Este Blog retratará o descaso com a Defesa Civil no Brasil; a falta de políticas específicas; o sucateamento dos Corpos de Bombeiros; os salários baixos; a legislação ambiental benevolente; a negligência na fiscalização; os desvios de donativos e recursos; os saques; a corrupção; a improbidade; o crime organizado e a inoperância dos instrumentos de prevenção, controle e contenção. Resta o sofrimento das comunidades atingidas, a solidariedade consciente e o heroísmo daqueles que arriscam a vida e suportam salários miseráveis e péssimas condições de trabalho no enfrentamento das calamidades e sinistros que assolam o povo brasileiro.

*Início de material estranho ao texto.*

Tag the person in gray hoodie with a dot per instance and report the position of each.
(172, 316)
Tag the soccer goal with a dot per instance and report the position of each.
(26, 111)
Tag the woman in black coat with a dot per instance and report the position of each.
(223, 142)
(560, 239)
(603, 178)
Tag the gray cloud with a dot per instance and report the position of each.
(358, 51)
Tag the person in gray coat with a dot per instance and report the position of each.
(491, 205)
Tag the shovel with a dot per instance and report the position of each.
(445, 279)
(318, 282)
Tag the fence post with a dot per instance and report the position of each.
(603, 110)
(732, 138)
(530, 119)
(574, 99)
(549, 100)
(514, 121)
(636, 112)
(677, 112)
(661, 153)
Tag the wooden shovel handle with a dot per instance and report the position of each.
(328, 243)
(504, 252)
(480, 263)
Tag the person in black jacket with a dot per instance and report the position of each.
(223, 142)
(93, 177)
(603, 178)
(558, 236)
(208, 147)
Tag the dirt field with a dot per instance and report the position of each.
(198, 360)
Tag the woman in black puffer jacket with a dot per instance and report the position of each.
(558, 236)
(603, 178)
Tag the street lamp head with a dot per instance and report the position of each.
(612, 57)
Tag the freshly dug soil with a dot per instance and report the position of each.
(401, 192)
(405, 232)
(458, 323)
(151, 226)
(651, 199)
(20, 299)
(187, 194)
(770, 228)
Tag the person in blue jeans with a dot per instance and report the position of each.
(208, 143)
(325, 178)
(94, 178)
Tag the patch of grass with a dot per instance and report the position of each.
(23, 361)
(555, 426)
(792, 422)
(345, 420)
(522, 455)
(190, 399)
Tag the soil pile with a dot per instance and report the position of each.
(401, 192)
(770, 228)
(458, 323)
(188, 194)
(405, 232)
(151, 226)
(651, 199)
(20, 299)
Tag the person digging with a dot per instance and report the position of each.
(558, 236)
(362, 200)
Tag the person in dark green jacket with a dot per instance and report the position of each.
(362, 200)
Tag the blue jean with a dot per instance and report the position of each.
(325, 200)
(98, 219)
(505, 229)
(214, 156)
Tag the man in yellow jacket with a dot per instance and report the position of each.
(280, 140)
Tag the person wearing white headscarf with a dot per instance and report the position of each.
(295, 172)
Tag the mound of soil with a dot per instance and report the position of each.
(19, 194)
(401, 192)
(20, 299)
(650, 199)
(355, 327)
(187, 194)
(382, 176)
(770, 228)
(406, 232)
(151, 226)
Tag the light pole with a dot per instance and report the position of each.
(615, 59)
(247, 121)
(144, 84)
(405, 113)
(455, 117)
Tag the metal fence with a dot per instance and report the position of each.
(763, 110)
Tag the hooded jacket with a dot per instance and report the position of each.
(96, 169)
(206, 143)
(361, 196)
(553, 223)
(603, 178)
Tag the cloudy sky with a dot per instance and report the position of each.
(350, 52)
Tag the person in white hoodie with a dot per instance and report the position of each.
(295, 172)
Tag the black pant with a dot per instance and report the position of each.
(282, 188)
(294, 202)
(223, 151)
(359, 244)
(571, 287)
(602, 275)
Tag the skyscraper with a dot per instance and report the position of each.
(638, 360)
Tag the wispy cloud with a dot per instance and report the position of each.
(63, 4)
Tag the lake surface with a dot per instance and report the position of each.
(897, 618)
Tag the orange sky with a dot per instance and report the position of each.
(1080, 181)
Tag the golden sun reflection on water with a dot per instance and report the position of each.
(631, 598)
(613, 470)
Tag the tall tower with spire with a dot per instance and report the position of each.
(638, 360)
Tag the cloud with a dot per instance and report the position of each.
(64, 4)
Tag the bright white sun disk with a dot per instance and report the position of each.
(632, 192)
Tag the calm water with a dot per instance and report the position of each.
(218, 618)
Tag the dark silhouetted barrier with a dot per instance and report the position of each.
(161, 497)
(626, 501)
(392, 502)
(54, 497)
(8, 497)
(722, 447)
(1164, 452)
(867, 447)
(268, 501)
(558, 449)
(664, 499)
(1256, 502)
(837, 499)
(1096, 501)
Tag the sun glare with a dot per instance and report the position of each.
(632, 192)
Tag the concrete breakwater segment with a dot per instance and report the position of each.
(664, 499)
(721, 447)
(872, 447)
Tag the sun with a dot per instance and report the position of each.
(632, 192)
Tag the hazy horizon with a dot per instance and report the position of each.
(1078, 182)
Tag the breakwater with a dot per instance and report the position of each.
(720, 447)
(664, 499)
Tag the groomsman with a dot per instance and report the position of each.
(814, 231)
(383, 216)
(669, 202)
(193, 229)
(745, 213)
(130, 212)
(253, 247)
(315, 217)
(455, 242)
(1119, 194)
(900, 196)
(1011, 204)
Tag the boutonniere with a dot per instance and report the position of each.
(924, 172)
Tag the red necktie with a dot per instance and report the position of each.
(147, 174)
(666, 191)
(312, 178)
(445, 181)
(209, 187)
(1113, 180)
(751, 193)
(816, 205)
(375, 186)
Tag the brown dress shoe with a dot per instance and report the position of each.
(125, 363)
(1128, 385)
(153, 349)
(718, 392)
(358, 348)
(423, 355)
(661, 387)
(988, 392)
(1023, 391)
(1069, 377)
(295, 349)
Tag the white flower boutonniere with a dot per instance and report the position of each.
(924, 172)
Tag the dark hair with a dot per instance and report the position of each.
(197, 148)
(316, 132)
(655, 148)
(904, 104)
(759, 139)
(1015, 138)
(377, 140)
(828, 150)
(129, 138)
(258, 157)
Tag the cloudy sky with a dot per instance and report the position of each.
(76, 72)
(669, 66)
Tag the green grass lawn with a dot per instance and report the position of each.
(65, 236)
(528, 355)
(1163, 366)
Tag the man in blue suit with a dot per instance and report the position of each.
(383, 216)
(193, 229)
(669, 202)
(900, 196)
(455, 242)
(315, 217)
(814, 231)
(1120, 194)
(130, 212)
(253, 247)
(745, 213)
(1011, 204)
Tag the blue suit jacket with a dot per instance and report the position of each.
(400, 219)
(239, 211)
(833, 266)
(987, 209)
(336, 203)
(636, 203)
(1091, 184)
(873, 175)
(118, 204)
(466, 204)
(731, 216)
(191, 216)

domingo, 10 de fevereiro de 2013

SEM CARNAVAL

ZERO HORA 10 de fevereiro de 2013


Os alienados são ainda mais perigosos
que os loucos, pois aparentam inocência

FLÁVIO TAVARES*

O pranto está ainda muito longe de secar. Faz agora duas semanas e a dor se aprofunda, dilacera as entranhas, entristece cada gesto e soterra qualquer alegria. Quem pode pensar em Carnaval, quando dentro de nós só há luto e a emoção da dor? Os saracoteios e a música dessa folia imposta pela convenção do calendário podem, por acaso, calar os gritos e a asfixia das vítimas ou enxugar nossas lágrimas? Uma tola marchinha carnavalesca pode apagar a indignação que habita nosso íntimo?

E, mesmo que já não houvesse lágrimas e o luto já se dissipasse, restaria a lembrança daquelas moças e rapazes a nos dizer que tinham "a vida pela frente". Por isto, festejavam com colegas de escola ou com amigos, sem saber que viviam a última madrugada. Dançavam na alegre inocência, sem saber que estavam numa ratoeira, numa câmara de gás onde seriam asfixiados.

Sim, asfixiados, como nos campos de extermínio nazistas, onde mandavam as mulheres despir-se para "um banho coletivo". Havia centenas de chuveiros no teto, mas deles saia gás. Não água. Era o assassinato deliberado, executado por gente enlouquecida pela ideologia.

Na tragédia de Santa Maria, nada foi deliberado, mas tudo foi feito para a consumação do crime pelas mãos de irresponsáveis alienados, em todas as áreas.

**

Os alienados são ainda mais perigosos que os loucos, pois aparentam inocência, dão a impressão de cordura e de que estão a servir. Os loucos são facilmente identificáveis. Os alienados são simuladores natos. Costumam ser irresponsavelmente simpáticos, maravilhosos no trato, até finos e educados. Mas não se importam com ninguém, a não ser com as pequenezes próprias, seja cobiça, orgulho, prazer ou o que for. Fingem grandeza para disfarçar o egoísmo.

Outra característica dessa gente alheia ao mundo ao redor é a amnésia. Nunca recordam o que fizeram e fingem nisto também. Entregaram a vida à fantasia e mentem fantasiando que esqueceram.

Em tempos de tragédia, a amnésia cresce, como em Santa Maria, onde os diretamente implicados esqueceram-se do passado recente. Dos donos da boate ao prefeito Schirmer, dos fiscais da Prefeitura aos inspetores bombeiros, todos recorrem à infantil tramoia do "não me lembro" para fugir às responsabilidade. 

Um dos donos da boate esqueceu-se até de que é dono e alegou ser "apenas sócio financeiro"...
Como se fosse epidemia, a amnésia se propaga por um vírus subitamente desconhecido: o vírus da culpa que escondem!

***

Para impedir que a amnésia se alastre e assassine também o nosso íntimo, em Santa Maria o povo saiu à rua, em passeata primeiro, logo em oração, pedindo forças para resistir à mentira. Em Porto Alegre, a procissão de Nossa Senhora dos Navegantes nunca juntou tanta gente como agora: mais de 160 mil, unidos na dor. Em dezenas de outras cidades, o mesmo gesto. Afinal, podemos dizer numa frase simples e profunda: nem tudo está perdido!

Brutal, no entanto, é que para fazer brotar outra vez a nossa dignidade tenha sido necessário o sacrifício de duzentos e tantos jovens. São eles que guiam, agora, a nossa indignação em busca de justiça.

Querer a condenação dos responsáveis pelo assassinato coletivo não significa ódio nem vingança. A grande condenação já ocorreu, é inexorável e sem solução _ os mortos não voltarão jamais. O crime de dois domingos atrás já deixou centenas de condenados _ mães, pais, familiares, professores e amigos, sentenciados à dor da perda definitiva daquilo que mais amavam.

Só nos resta aprofundar a indignação, para que o embuste não continue a nos comandar e para que, noutros anos, haja Carnaval.